A teenager in Forsyth County, Georgia was arrested earlier this month for breaking a school bus window with a milkshake. That’s right, a milkshake.
Nicholas Jones, 19, was reportedly driving on Dahlonega Highway in the opposite direction of the school bus when he threw a mint chocolate milkshake at it. The driver of the school bus said he saw a “large green blob come out of nowhere” before his window shattered. Jones told police his friend, who was a passenger in his car, made a bet that Jones would not throw the milkshake. He was charged with first-degree criminal damage to property and the disruption of public schools.
Joyce Bernard of Serena, Illinois has retired after a nearly half-century career as a school bus driver. Bernard told The Times that it is not uncommon to hear she has driven three generations of students within the same family. She also said that when she started as a driver 1967, school buses were not equipped with radios for communication with the transportation department.

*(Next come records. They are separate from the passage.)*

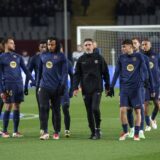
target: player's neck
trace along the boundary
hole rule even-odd
[[[9,50],[9,49],[5,49],[4,52],[5,52],[5,53],[8,53],[8,52],[12,52],[12,51]]]
[[[133,54],[133,51],[131,51],[131,52],[128,52],[127,54],[128,54],[128,55],[132,55],[132,54]]]

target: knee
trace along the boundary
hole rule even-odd
[[[127,112],[126,107],[121,107],[121,108],[120,108],[120,113],[121,113],[121,114],[126,114],[126,112]]]

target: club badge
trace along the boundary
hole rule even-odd
[[[154,63],[153,62],[149,62],[149,67],[150,67],[150,69],[152,69],[154,67]]]
[[[50,69],[53,67],[53,63],[51,61],[46,62],[46,68]]]
[[[137,60],[137,58],[136,57],[133,57],[133,61],[136,61]]]
[[[134,70],[133,64],[128,64],[127,65],[127,71],[132,72]]]
[[[98,60],[96,59],[96,60],[94,61],[94,63],[95,63],[95,64],[98,64]]]
[[[16,68],[17,67],[17,63],[15,61],[11,61],[10,62],[10,67],[11,68]]]

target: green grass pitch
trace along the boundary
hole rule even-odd
[[[159,160],[160,125],[157,130],[145,133],[146,139],[140,142],[135,142],[133,139],[118,141],[121,132],[118,101],[118,91],[114,98],[106,98],[104,95],[102,97],[102,139],[96,141],[88,139],[90,132],[86,111],[79,94],[71,100],[70,138],[64,137],[63,118],[61,137],[57,141],[52,138],[47,141],[39,140],[38,118],[21,120],[20,131],[24,137],[0,138],[0,160]],[[21,113],[37,114],[37,111],[34,90],[31,89],[29,95],[25,97],[25,102],[21,104]],[[10,133],[12,128],[10,120]],[[51,120],[49,131],[52,134]]]

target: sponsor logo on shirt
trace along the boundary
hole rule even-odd
[[[53,63],[51,61],[47,61],[46,62],[46,68],[52,68],[53,67]]]
[[[150,67],[150,69],[152,69],[154,67],[154,63],[153,62],[149,62],[149,67]]]
[[[54,55],[53,59],[58,59],[58,56],[57,56],[57,55]]]
[[[11,61],[10,62],[10,67],[11,68],[16,68],[17,67],[17,63],[15,61]]]
[[[137,60],[137,58],[136,57],[133,57],[133,61],[136,61]]]
[[[134,70],[133,64],[128,64],[127,65],[127,71],[132,72]]]
[[[95,64],[98,64],[98,60],[96,59],[96,60],[94,61],[94,63],[95,63]]]

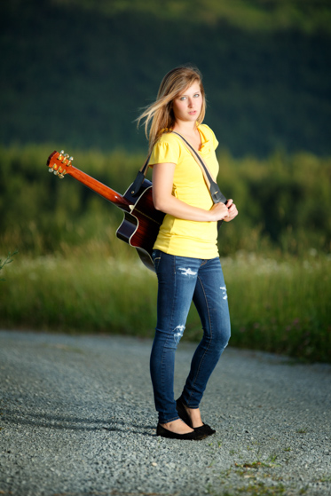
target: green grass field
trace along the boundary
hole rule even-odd
[[[116,243],[121,241],[116,240]],[[115,258],[90,243],[67,256],[24,257],[2,271],[3,328],[64,333],[154,335],[156,277],[133,248]],[[304,259],[238,253],[222,259],[232,316],[230,344],[330,361],[330,259],[314,251]],[[201,334],[191,309],[184,339]]]

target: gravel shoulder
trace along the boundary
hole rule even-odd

She added that if a bus broke down in the middle of a route, the driver would have a trustworthy student walk to the nearest store with a note asking for help. Bernard added that what she will miss the most about her job is spending time with children.

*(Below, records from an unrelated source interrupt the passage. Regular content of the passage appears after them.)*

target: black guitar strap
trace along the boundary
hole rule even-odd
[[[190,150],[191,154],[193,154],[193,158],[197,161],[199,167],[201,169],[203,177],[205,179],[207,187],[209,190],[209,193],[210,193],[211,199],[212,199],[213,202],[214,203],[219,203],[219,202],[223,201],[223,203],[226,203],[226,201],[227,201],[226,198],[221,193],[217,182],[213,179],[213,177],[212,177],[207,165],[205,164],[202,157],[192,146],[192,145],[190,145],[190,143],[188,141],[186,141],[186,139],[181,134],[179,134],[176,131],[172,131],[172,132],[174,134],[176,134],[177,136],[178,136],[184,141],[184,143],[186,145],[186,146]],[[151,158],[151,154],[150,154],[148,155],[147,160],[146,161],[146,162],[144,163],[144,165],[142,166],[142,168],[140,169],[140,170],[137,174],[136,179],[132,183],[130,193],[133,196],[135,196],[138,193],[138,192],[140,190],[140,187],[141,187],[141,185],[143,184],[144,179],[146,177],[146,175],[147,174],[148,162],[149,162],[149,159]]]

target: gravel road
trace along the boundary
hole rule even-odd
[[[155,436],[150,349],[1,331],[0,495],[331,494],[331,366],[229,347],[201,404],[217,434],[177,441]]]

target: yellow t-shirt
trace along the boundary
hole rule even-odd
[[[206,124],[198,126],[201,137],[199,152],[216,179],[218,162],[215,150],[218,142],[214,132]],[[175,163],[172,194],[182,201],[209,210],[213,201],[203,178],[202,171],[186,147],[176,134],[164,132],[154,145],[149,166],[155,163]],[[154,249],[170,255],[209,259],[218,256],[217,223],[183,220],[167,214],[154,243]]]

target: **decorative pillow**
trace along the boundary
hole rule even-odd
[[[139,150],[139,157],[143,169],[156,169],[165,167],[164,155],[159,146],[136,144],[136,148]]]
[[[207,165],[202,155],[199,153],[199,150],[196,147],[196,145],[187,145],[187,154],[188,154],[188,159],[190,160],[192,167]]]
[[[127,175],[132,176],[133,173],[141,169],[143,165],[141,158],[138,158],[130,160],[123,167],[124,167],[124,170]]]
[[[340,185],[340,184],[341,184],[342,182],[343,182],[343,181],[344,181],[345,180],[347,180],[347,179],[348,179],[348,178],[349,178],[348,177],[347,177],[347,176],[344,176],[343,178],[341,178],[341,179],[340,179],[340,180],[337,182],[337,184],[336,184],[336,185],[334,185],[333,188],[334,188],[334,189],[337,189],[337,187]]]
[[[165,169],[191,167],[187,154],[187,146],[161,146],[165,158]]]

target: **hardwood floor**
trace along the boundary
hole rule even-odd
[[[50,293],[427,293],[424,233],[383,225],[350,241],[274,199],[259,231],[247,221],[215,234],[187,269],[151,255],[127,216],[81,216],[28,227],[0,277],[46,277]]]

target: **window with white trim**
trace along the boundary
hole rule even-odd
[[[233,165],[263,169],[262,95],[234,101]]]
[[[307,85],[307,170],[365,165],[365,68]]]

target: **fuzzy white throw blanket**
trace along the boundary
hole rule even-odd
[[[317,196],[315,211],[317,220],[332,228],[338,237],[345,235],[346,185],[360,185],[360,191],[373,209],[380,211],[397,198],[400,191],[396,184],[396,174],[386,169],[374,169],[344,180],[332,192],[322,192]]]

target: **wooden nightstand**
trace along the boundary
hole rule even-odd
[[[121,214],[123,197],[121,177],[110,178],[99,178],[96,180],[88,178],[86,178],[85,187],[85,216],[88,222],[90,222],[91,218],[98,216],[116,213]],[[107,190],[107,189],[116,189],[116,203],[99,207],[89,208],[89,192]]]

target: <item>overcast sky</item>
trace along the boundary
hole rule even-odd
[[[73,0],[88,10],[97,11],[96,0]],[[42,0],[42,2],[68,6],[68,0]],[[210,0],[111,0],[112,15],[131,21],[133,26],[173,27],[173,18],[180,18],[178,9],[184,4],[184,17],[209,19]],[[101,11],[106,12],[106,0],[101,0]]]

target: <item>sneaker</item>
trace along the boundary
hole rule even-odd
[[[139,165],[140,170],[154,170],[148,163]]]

A school bus driver in Snohomish, Washington unintentionally drove a student to an elementary school 80 miles north of the school he regularly attends. The child attends Central Elementary in Snohomish, but a bus dispatcher accidentally gave the new bus driver the address to Central Elementary School in Ferndale, which is 80 miles away, and 17 miles from the Canadian border. Andy Muntz, spokesperson for the Snohomish School District calls the incident “an honest mistake.”

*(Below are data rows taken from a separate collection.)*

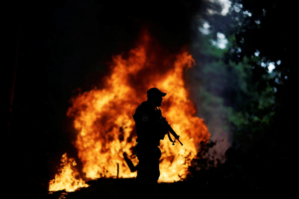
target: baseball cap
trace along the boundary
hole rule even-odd
[[[148,90],[146,91],[146,94],[147,94],[147,95],[146,95],[147,97],[155,95],[159,95],[161,97],[164,97],[167,94],[165,93],[161,92],[161,90],[156,88],[154,87],[149,89]]]

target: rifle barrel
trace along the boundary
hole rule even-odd
[[[178,141],[178,142],[180,143],[180,144],[181,145],[183,146],[183,144],[182,144],[182,142],[181,142],[181,141],[180,141],[180,140],[179,140],[179,137],[177,134],[176,133],[175,133],[175,132],[174,132],[173,129],[172,129],[172,128],[170,126],[170,125],[168,126],[168,130],[169,132],[171,133],[171,134],[172,134],[172,135],[175,138],[175,139]]]

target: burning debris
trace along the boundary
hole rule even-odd
[[[78,188],[87,187],[80,178],[79,173],[75,168],[77,164],[74,158],[68,158],[66,153],[62,155],[61,167],[58,169],[59,174],[55,175],[55,178],[49,183],[49,191],[56,191],[65,189],[68,192],[73,192]]]
[[[173,146],[166,139],[161,142],[159,182],[185,178],[201,142],[210,138],[203,120],[194,115],[194,106],[184,87],[184,70],[195,64],[192,56],[183,52],[165,57],[165,53],[159,52],[161,49],[151,47],[146,35],[144,38],[127,58],[113,58],[111,73],[104,79],[102,88],[95,88],[72,100],[67,114],[74,118],[78,132],[75,146],[82,172],[88,178],[136,177],[123,154],[134,153],[137,136],[132,115],[151,87],[169,94],[163,101],[162,113],[184,143],[183,146]]]

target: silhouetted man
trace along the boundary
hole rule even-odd
[[[138,196],[149,198],[156,195],[161,157],[158,146],[168,130],[161,111],[157,108],[161,106],[162,97],[166,94],[156,88],[150,89],[146,93],[147,100],[137,108],[133,117],[138,137],[136,150],[139,160],[136,177]]]

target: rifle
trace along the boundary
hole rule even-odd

Meanwhile, a school bus driver in Arizona is facing 45 charges after an incident inside a school bus. Carol Capas, a spokesperson for the Cochise County Sheriff’s office said driver Colleen Weinstein pushed three students inside the bus. She reportedly pushed one student down the aisle, another over a seat, which caused him to hit his head on a window and pushed another student into a seat. Weinstein has been charged with 20 counts of disorderly conduct, 20 counts of endangerment, two counts of threats and intimidation and three counts of aggravated assault.